# Root to Poly

Find the polynomial p(x) with integer coefficients such that one solution of the equation p(x)=0 is $1+\sqrt 2+\sqrt 3$.

Find the polynomial $p(x)$ with integer coefficients such that one
solution of the equation $p(x)=0$ is $1+\sqrt{2}+\sqrt{3}$.

Start with the expression $x = 1 + \sqrt2 + \sqrt3$ square and simplify. Take it from there.

Congratulations to Fok Chi Kwong from Yuen Long Merchants Association Secondary School, Hong Kong on this solution.

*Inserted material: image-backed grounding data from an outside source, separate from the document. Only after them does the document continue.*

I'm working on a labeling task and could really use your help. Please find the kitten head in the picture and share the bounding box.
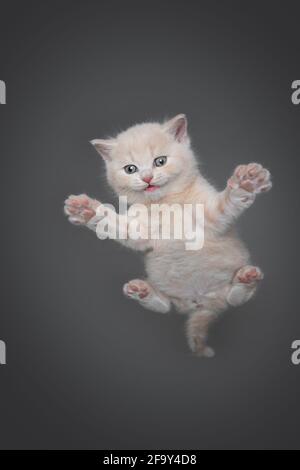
[91,114,198,204]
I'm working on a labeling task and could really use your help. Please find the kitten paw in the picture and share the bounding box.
[235,265,263,284]
[228,163,272,195]
[123,279,151,300]
[64,194,100,225]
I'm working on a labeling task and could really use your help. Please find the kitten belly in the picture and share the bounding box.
[145,236,249,307]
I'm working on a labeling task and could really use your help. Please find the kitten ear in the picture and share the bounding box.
[163,114,188,142]
[90,139,117,160]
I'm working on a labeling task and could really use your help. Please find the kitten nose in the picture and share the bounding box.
[142,175,153,184]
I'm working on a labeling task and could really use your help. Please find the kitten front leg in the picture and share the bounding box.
[64,194,100,227]
[64,194,151,251]
[209,163,272,233]
[123,279,171,313]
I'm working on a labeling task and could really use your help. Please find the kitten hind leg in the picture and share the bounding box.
[186,310,217,357]
[123,279,171,313]
[226,265,263,307]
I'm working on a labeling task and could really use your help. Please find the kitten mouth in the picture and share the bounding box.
[144,184,159,192]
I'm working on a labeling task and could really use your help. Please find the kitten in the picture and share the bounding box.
[64,114,272,357]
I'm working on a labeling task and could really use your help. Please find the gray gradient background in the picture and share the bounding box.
[0,0,299,450]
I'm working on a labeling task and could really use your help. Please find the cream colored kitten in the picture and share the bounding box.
[64,115,272,357]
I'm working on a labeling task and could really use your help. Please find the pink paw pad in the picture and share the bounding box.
[123,280,151,300]
[236,266,263,284]
[64,194,97,225]
[228,163,272,194]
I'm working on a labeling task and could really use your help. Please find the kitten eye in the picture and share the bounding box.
[154,156,167,167]
[124,164,138,174]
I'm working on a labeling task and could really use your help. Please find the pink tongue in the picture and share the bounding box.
[145,185,158,192]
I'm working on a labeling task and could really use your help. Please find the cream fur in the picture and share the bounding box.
[64,114,272,357]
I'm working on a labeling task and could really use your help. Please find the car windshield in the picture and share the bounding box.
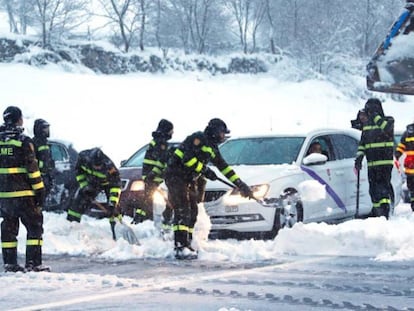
[219,137,305,165]
[121,145,147,167]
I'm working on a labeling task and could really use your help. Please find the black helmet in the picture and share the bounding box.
[34,118,50,138]
[157,119,173,134]
[3,106,22,125]
[364,98,384,116]
[204,118,230,144]
[89,147,105,165]
[153,119,173,140]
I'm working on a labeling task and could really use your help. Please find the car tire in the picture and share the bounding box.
[268,191,303,239]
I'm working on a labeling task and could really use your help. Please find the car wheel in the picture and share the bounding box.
[269,190,303,239]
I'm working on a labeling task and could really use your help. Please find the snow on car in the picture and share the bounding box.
[204,128,403,240]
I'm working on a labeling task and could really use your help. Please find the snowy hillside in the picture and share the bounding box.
[1,54,414,310]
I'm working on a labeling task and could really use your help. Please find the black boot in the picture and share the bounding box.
[2,245,24,272]
[25,263,51,272]
[4,263,25,272]
[26,244,50,272]
[2,245,17,265]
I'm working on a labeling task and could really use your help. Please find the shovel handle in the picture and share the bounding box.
[216,177,236,188]
[216,177,264,204]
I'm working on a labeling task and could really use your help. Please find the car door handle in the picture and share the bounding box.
[335,171,344,176]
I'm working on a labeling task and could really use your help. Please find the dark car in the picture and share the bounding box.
[44,139,78,212]
[119,143,179,217]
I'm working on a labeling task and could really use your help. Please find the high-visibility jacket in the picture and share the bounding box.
[396,123,414,175]
[75,149,121,206]
[166,131,240,184]
[0,125,45,203]
[142,137,170,185]
[357,114,394,168]
[33,136,55,176]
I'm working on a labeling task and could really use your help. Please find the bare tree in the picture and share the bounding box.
[223,0,266,53]
[1,0,35,34]
[32,0,89,47]
[137,0,145,51]
[96,0,141,52]
[2,0,19,33]
[192,0,216,53]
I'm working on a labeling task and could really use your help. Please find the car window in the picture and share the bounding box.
[310,135,336,161]
[50,142,69,162]
[219,137,305,165]
[122,145,148,167]
[394,133,402,147]
[330,134,359,160]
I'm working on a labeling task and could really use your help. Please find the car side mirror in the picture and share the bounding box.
[303,153,328,165]
[120,160,127,166]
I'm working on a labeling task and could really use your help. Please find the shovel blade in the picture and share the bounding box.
[116,222,140,245]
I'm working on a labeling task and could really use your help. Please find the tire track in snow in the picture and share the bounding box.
[9,256,329,311]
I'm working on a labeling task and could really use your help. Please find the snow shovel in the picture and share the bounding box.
[215,177,265,204]
[93,201,140,245]
[216,177,291,208]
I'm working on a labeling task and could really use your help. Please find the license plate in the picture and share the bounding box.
[225,206,238,213]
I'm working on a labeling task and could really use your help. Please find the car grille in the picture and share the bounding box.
[204,190,227,202]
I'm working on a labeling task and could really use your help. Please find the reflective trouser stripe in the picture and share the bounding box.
[162,223,171,230]
[173,225,190,232]
[372,198,391,208]
[27,239,43,246]
[367,160,394,167]
[1,241,17,248]
[135,209,146,216]
[67,209,82,219]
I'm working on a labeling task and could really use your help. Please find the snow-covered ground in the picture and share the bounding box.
[0,60,414,310]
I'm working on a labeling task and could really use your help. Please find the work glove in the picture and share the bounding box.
[354,155,363,171]
[234,180,254,199]
[203,167,217,181]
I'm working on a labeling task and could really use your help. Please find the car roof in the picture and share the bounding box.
[49,138,77,149]
[226,127,361,140]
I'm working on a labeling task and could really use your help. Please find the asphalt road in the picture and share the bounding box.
[10,254,413,311]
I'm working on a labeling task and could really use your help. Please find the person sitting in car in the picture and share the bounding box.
[307,141,322,155]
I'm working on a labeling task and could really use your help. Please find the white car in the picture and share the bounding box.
[204,128,403,240]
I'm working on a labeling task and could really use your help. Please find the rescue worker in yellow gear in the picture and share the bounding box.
[0,106,49,272]
[66,147,121,222]
[395,121,414,211]
[165,118,253,260]
[132,119,174,226]
[354,98,395,219]
[33,119,55,199]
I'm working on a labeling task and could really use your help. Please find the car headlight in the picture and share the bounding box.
[231,184,269,199]
[130,180,145,192]
[153,189,167,205]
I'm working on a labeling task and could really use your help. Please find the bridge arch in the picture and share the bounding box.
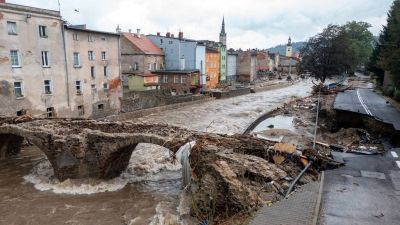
[0,123,187,181]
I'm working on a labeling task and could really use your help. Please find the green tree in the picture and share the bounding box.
[378,0,400,88]
[298,25,351,82]
[342,21,375,72]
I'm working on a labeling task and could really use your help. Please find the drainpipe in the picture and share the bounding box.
[61,21,71,108]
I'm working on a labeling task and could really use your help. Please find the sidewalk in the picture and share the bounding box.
[249,177,323,225]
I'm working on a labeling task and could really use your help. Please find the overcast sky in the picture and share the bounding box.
[8,0,394,49]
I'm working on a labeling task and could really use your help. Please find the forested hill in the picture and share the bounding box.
[267,42,305,55]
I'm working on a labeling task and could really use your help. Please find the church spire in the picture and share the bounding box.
[219,16,227,46]
[287,36,292,46]
[220,16,226,35]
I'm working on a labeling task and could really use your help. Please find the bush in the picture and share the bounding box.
[383,85,395,97]
[394,89,400,102]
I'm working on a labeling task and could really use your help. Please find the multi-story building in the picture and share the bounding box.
[63,25,121,118]
[236,50,257,82]
[0,1,122,118]
[227,49,238,82]
[147,32,206,89]
[0,1,69,117]
[205,47,220,89]
[121,30,164,92]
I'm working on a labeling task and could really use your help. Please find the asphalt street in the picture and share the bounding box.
[319,146,400,225]
[334,88,400,130]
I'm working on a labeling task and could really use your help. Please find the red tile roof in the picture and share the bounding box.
[122,32,164,55]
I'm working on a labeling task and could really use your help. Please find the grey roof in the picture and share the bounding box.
[65,25,120,36]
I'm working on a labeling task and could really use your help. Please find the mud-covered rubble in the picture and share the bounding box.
[187,134,335,223]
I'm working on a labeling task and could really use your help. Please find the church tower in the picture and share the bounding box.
[219,17,227,46]
[286,36,293,57]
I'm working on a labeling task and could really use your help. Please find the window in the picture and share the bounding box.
[160,39,163,44]
[103,82,108,90]
[7,21,17,35]
[43,80,52,94]
[73,33,79,41]
[100,37,106,41]
[41,51,50,67]
[88,51,95,61]
[153,63,157,71]
[148,63,151,71]
[181,75,187,83]
[174,75,180,83]
[39,25,47,38]
[10,50,20,67]
[76,80,82,94]
[91,66,96,78]
[73,52,80,67]
[78,105,85,116]
[97,104,104,110]
[88,35,94,42]
[133,62,139,71]
[91,84,96,91]
[101,51,107,60]
[46,107,54,118]
[14,81,23,98]
[103,66,108,77]
[168,41,173,44]
[160,63,164,70]
[163,75,168,83]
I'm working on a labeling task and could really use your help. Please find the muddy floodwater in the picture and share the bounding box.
[0,81,311,225]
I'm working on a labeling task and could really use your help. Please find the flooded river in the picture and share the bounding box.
[0,81,311,225]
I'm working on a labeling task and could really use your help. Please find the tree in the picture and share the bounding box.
[367,28,387,86]
[378,0,400,88]
[342,21,375,72]
[299,21,375,82]
[298,25,352,82]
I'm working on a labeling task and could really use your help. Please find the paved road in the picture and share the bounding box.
[334,88,400,130]
[319,146,400,225]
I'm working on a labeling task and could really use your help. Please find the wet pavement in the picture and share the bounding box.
[318,148,400,225]
[334,88,400,130]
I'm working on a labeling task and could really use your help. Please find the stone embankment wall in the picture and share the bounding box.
[121,90,207,112]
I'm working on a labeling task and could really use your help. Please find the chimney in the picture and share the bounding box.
[171,34,175,38]
[178,31,183,39]
[157,32,160,36]
[166,32,170,38]
[128,29,132,33]
[136,29,141,37]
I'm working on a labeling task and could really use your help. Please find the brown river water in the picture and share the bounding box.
[0,144,190,225]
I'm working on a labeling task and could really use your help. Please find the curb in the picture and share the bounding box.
[312,171,325,225]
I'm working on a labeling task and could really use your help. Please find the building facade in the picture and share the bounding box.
[0,1,122,118]
[153,70,200,94]
[227,49,237,82]
[0,2,69,117]
[147,32,206,88]
[64,25,121,118]
[205,47,220,89]
[236,50,257,82]
[121,31,164,92]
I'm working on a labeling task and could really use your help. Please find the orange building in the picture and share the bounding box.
[205,48,220,89]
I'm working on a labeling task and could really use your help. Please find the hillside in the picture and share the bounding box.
[268,42,305,55]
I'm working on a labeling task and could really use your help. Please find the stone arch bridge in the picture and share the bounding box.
[0,117,198,181]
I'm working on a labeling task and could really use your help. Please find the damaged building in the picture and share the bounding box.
[0,1,122,118]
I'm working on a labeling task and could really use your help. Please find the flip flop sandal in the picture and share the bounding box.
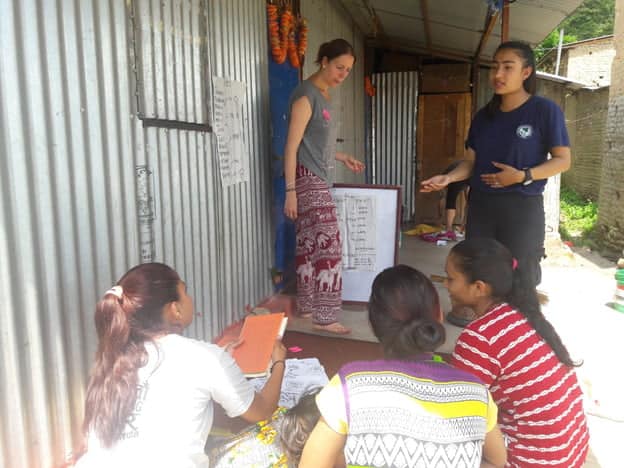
[313,322,351,335]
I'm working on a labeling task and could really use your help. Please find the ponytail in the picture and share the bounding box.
[507,269,580,367]
[83,292,146,447]
[82,263,180,447]
[450,239,580,368]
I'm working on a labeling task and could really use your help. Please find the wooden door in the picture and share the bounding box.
[416,93,472,225]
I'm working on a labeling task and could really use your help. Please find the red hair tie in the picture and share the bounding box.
[512,258,518,271]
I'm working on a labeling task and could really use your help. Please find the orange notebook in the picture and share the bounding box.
[226,312,288,377]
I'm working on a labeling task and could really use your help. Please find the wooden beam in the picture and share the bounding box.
[471,7,499,115]
[362,0,385,37]
[420,0,433,53]
[474,10,499,62]
[502,0,510,43]
[367,37,480,64]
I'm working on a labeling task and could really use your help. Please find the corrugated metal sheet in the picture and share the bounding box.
[0,0,272,466]
[301,0,366,184]
[341,0,585,61]
[369,72,419,222]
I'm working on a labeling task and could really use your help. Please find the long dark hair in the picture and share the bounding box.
[82,263,181,447]
[315,38,356,65]
[486,41,537,117]
[449,238,579,367]
[368,265,445,358]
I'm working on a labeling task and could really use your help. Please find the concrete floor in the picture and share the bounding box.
[398,234,624,468]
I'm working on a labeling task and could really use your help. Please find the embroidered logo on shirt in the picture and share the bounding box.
[322,109,331,121]
[516,125,533,139]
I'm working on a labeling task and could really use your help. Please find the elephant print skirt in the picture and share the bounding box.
[295,165,342,324]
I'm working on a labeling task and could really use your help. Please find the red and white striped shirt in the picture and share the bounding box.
[451,303,589,468]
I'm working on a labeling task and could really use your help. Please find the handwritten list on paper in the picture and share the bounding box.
[248,358,329,409]
[335,194,377,271]
[212,77,249,187]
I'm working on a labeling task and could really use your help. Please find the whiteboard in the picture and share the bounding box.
[331,184,401,303]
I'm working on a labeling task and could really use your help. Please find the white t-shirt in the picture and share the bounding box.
[76,334,255,468]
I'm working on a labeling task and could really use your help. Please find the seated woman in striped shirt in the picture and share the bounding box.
[300,264,507,468]
[445,238,589,467]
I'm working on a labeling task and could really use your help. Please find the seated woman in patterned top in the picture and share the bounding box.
[300,265,507,468]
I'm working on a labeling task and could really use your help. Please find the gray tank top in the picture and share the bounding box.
[288,80,337,184]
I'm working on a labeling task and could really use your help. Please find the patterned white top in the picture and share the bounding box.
[317,357,498,467]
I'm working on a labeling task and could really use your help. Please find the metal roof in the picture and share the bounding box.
[340,0,585,61]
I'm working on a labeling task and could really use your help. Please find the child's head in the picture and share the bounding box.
[368,265,445,358]
[445,238,514,308]
[280,388,322,464]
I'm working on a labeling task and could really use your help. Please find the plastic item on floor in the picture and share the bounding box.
[614,268,624,313]
[404,224,441,236]
[437,230,457,241]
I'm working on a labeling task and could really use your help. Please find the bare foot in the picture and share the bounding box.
[313,322,351,335]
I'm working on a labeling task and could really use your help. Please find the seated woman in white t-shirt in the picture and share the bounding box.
[74,263,286,468]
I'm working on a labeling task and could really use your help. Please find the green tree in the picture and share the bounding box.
[535,0,614,60]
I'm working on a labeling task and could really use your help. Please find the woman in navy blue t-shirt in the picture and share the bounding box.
[421,41,571,326]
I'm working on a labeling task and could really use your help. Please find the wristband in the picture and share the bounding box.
[270,360,286,373]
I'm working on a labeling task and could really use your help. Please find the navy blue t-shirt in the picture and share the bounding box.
[466,95,569,195]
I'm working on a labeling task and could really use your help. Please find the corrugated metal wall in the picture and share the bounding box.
[0,0,273,466]
[369,72,419,222]
[300,0,366,184]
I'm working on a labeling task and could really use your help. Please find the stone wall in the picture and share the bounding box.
[563,88,609,200]
[567,40,615,87]
[597,0,624,256]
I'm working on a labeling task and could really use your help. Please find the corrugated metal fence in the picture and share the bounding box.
[369,72,419,222]
[0,0,273,466]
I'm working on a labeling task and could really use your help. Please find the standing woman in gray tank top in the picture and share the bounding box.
[283,39,364,335]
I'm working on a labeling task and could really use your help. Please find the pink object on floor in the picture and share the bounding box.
[437,230,457,241]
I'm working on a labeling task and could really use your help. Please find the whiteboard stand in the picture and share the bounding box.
[331,184,402,304]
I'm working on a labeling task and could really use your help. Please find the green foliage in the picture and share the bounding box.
[535,31,577,61]
[535,0,615,61]
[559,186,598,245]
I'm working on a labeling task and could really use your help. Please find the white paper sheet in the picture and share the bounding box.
[212,77,249,187]
[335,194,377,271]
[248,358,329,409]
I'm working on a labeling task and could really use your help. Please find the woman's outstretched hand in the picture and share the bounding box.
[420,174,451,192]
[481,162,524,188]
[342,155,365,173]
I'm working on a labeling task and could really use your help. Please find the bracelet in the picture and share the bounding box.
[270,360,286,373]
[285,188,296,192]
[286,181,296,188]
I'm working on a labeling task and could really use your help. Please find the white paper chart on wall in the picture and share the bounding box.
[331,184,401,303]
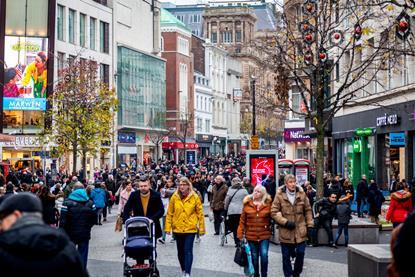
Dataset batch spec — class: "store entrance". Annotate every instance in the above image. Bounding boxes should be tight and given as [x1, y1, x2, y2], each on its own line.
[390, 147, 405, 181]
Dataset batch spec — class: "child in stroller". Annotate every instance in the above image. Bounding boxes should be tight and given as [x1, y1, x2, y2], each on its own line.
[123, 217, 159, 277]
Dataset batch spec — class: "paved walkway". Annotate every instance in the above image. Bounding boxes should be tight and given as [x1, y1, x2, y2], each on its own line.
[87, 204, 360, 276]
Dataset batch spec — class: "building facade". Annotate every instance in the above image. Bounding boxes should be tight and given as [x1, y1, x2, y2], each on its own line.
[226, 56, 242, 154]
[161, 9, 196, 162]
[165, 1, 283, 151]
[54, 0, 113, 174]
[204, 42, 228, 155]
[114, 0, 166, 167]
[194, 72, 213, 157]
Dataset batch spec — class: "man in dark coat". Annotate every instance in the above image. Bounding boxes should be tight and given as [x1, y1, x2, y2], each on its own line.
[0, 193, 87, 277]
[312, 193, 338, 247]
[123, 174, 164, 239]
[356, 175, 369, 217]
[60, 183, 97, 270]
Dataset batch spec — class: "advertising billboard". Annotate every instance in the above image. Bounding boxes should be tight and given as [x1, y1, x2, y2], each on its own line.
[246, 150, 278, 186]
[3, 36, 48, 111]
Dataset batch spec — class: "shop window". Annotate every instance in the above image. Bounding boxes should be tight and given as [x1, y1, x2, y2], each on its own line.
[3, 111, 43, 134]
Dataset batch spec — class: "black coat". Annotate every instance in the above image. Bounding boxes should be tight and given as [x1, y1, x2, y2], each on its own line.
[41, 195, 57, 225]
[60, 197, 97, 244]
[123, 190, 164, 238]
[315, 198, 337, 220]
[356, 179, 369, 200]
[0, 215, 88, 277]
[367, 184, 385, 216]
[336, 201, 352, 225]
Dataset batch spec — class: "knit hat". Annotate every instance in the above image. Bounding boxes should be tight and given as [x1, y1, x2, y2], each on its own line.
[0, 192, 43, 218]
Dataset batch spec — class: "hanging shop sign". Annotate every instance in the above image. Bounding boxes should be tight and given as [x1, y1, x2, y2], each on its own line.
[376, 113, 399, 127]
[390, 132, 405, 146]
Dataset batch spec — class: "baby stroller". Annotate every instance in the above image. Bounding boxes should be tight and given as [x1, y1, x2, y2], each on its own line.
[123, 217, 158, 277]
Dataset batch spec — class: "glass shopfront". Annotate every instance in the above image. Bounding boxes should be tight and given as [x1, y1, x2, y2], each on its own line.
[117, 46, 166, 129]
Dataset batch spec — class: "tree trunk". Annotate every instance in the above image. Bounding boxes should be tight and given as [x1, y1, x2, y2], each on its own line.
[82, 149, 87, 182]
[72, 143, 78, 176]
[316, 127, 325, 200]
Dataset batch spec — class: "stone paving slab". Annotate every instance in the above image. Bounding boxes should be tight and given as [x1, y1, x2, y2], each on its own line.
[87, 207, 352, 277]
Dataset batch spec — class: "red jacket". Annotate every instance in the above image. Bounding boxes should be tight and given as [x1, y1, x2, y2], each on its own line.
[386, 190, 413, 223]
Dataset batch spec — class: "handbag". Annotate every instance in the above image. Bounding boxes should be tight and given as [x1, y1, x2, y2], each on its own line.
[115, 215, 123, 232]
[234, 239, 248, 267]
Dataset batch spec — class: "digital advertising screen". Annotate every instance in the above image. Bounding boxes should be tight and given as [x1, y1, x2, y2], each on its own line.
[249, 154, 277, 186]
[3, 36, 48, 111]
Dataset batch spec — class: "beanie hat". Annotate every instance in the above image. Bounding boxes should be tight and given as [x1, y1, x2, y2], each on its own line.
[0, 192, 43, 218]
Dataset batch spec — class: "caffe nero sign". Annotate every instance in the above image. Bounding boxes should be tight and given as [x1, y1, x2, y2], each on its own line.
[376, 113, 399, 127]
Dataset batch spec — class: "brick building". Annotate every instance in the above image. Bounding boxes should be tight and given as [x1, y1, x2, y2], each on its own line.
[161, 9, 196, 161]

We may find the required polynomial by starting from the expression :

$$x = 1 + \sqrt 2 + \sqrt 3$$.

Squaring both sides and simplifying, we get

\[x - 1 = \sqrt 2+ \sqrt 3 \] \[x^2 - 2x + 1 = 5 + 2\sqrt 6 \] \[ x^2 - 2x - 4 = 2\sqrt 6 \] \[(x^2 - 2x - 4)^2 = 24 \] \[x^4 - 4x^3 + 4x^2 - 8x^2 + 16x + 16 = 24 \] \[x^4 - 4x^3 - 4x^2 + 16x - 8 = 0 \]

Thus $p(x) = x^4 - 4x^3 - 4x^2 + 16x - 8$ is the required polynomial.

Tony Cardell, State College Area High School, PA, USA, also sent in a good solution.

Why do this problem?

It gives learners experience of algebraic manipulation of polynomials and working with surds. It is based on the fact that if you know one root of a polynomial then you know one of its factors.

Possible approach

This can be used as a lesson starter.

Key questions

We are looking for a polynomial in $x$, do you know any values of $x$ that satisfy the polynomial?

If you have an expression involving surds what can you try in order to get rid of the square roots?